Take singles like “Sugar” and “Video Game”: both sound like they’re going for radio play, but there’s a downbeat melancholy underlying both. These are not anthems to lose your voice singing along to, but they are songs that want to be sadly danced to.
These songs move away from his deeply personal stories found on all of his previous albums. There are no stories about predatory wasps, and no obvious allusions to the death of a loved one. It’s strange to think that the man who made “The Ascension” could make a song like “Decatur, or, Round of Applause for Your Step-Mother!” from his album “Illinois.”
However, that is not to say he has abandoned his deep and poetic lyrics. Songs like “The Ascension” and the stunning opening track “Make Me an Offer I Cannot Refuse” hold some of his best lyrics yet. Perhaps his shift is told in this track with the line “there’s no time for innocence.”
The universality in songs like “Die Happy” and “Tell Me You Love Me” is new for Stevens. His signature specificity is gone — except for the moment he confesses “I s— my pants and wet the bed” — from what is expected of him. Did he give too much in his last albums? The song “Death Star” has techno beats that are made to move to. Maybe he just wanted to make dance music for everyone to enjoy.
Although his lyrics are much more universal on this album, he still has produced an album that is dense and deserves several listens. Tracks like “Ativan,” a slow song about his relationship with anxiety medication, and “Landslide,” a track about creepily pursuing someone he thinks is attractive, are both instantly interesting and complex with interpretations. They speak about vulnerability, but the techno music puts him at a distance.
Stevens is addressing a lot of different figures here. He always seems to be speaking to someone, and never to himself. Many of the songs are addressed to a “love” or a “baby” or a romantic “you,” but he never says who that really is. He’s talking to someone or something new this time.

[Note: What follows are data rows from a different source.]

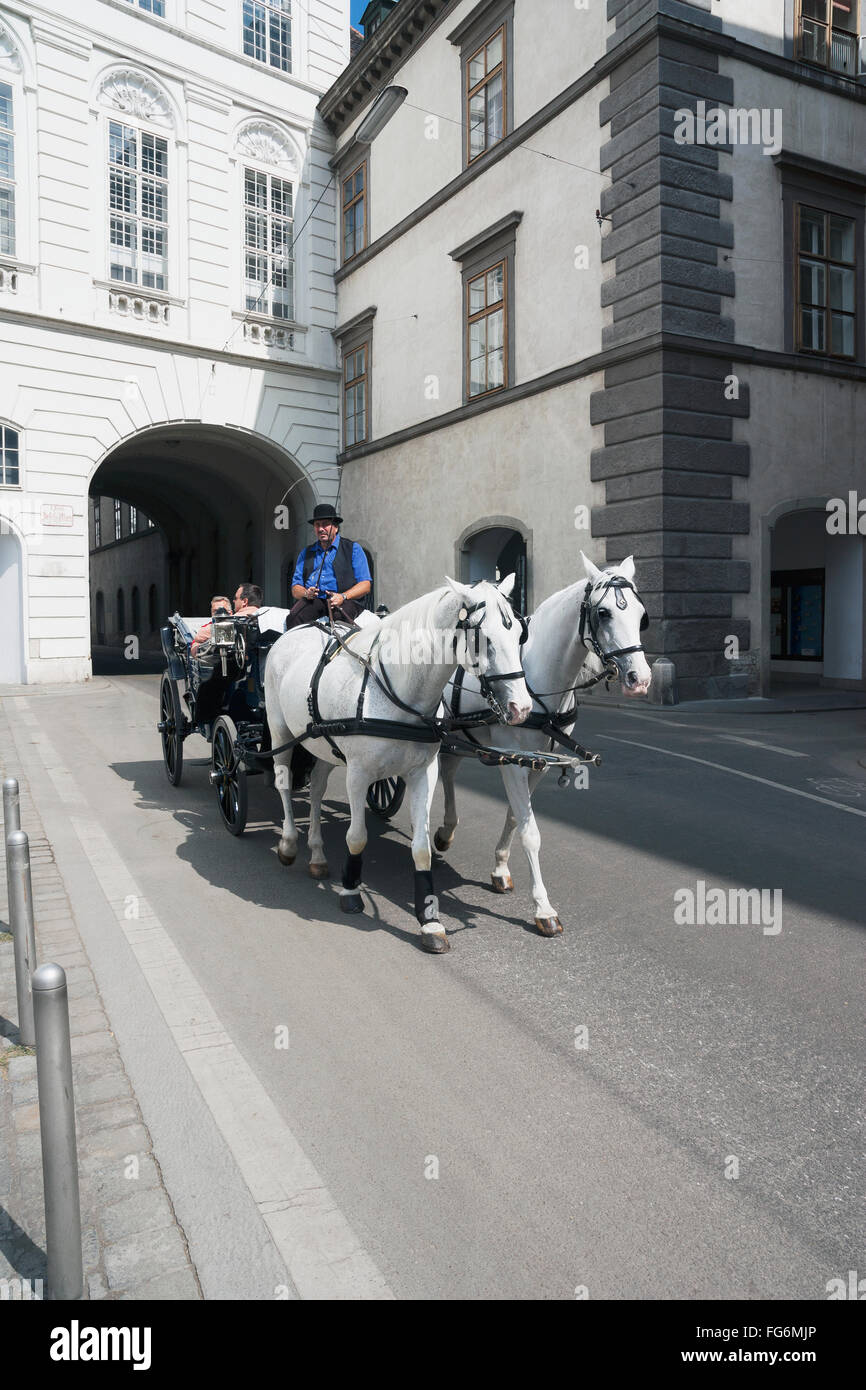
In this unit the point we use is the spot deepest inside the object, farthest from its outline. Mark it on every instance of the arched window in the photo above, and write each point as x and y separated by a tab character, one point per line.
270	174
139	150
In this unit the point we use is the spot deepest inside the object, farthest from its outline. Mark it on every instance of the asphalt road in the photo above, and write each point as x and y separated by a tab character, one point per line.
641	1108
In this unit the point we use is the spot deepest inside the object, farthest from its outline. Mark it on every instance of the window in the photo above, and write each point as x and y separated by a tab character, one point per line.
485	64
10	476
138	207
797	615
7	173
152	6
827	34
355	395
488	307
268	245
485	331
267	32
485	96
826	282
355	211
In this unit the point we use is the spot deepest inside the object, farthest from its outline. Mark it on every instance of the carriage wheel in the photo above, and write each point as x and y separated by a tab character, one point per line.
385	797
228	777
171	730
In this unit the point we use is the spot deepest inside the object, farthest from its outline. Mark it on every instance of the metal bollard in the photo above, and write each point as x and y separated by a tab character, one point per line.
11	815
21	922
57	1125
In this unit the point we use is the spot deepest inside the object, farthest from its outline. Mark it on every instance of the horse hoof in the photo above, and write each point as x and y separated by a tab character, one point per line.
549	926
434	943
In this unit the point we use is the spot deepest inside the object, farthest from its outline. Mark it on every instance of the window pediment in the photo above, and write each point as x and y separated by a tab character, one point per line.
135	93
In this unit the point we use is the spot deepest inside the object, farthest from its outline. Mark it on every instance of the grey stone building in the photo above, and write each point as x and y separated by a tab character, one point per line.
605	263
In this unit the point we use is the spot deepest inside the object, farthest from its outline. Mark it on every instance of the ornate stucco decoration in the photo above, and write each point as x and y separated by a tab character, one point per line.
10	61
267	145
135	93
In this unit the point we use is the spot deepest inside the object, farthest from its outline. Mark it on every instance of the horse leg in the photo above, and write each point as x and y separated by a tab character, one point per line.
448	772
282	776
421	784
501	876
356	838
520	786
319	780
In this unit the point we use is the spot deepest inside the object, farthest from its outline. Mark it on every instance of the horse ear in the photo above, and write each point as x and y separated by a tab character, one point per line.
592	570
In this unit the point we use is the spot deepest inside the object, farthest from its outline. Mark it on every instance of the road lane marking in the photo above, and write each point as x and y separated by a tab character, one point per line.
755	742
321	1253
765	781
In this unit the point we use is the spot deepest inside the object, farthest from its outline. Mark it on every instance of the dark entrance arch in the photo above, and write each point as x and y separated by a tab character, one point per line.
494	551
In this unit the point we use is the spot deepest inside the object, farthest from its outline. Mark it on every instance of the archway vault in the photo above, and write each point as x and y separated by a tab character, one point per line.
231	505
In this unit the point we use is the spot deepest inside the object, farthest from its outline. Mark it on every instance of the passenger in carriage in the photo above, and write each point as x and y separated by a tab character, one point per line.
332	569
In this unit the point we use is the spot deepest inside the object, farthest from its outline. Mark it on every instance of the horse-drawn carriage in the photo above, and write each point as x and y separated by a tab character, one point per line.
382	699
221	697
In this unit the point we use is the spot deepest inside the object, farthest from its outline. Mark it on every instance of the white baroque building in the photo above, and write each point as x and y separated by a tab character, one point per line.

Stevens is ascending somewhere, but it seems a sad departure. There’s something unholy about his leaving — this is a breakup album if anything. He wants a lover to run away with him, and to be told he’s loved, but by the last couple of songs he has decided that he has to say goodbye to everything he knows.
In the first single and the final track, “America,” Stevens asks to be treated better than how the United States was. He begs, even. He just wants to be loved by what he devoted his whole life to loving.
Sufjan Stevens has gone through many changes. He has found the man who once wanted to write 50 albums about the 50 states but who now can’t even imagine devoting that much time and energy to a torn-apart country.